= Mahanadi Vihar =

Residential area in Cuttack, Odisha, India

Mahanadi Vihar is a residential area in Cuttack, Odisha, India. It is situated in a tongue of land formed by the Mahanadi River and National Highway 16. The area is named after the river and comes under the control of the CDA (Cuttack Development Authority). Schools, a college, hospitals, temples, parks, playgrounds, markets and banks can be found there and Dussera and Puja take place there.

It is well connected by rail and road services with the nearest railway station being Cuttack (1.5 km) and nearest bus stand is at Shikhar Pur, OMP (50 m). By road it is 25 km from Biju Patnaik Airport (Bhubaneswar Airport).
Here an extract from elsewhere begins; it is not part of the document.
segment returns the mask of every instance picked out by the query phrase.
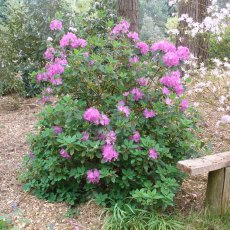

Located close by are Shri Ramachandra Bhanj Medical College, Gurudwara GuruNanak Datan Sahib (KaliaBoda), Katak Chandi Temple, Barabati Stadium and Ravenshaw University. For last few years the local Puja Committee has won the "Best Disciplined Committee" award presented by the Cuttack Municipality Corporation (CMC) from among 100 Puja committees.

Most of the people living in Mahanadi Vihar are government employees (doctors, engineers, lawyers, Central and State Government employees) along with a few businessmen and executives from the private sector.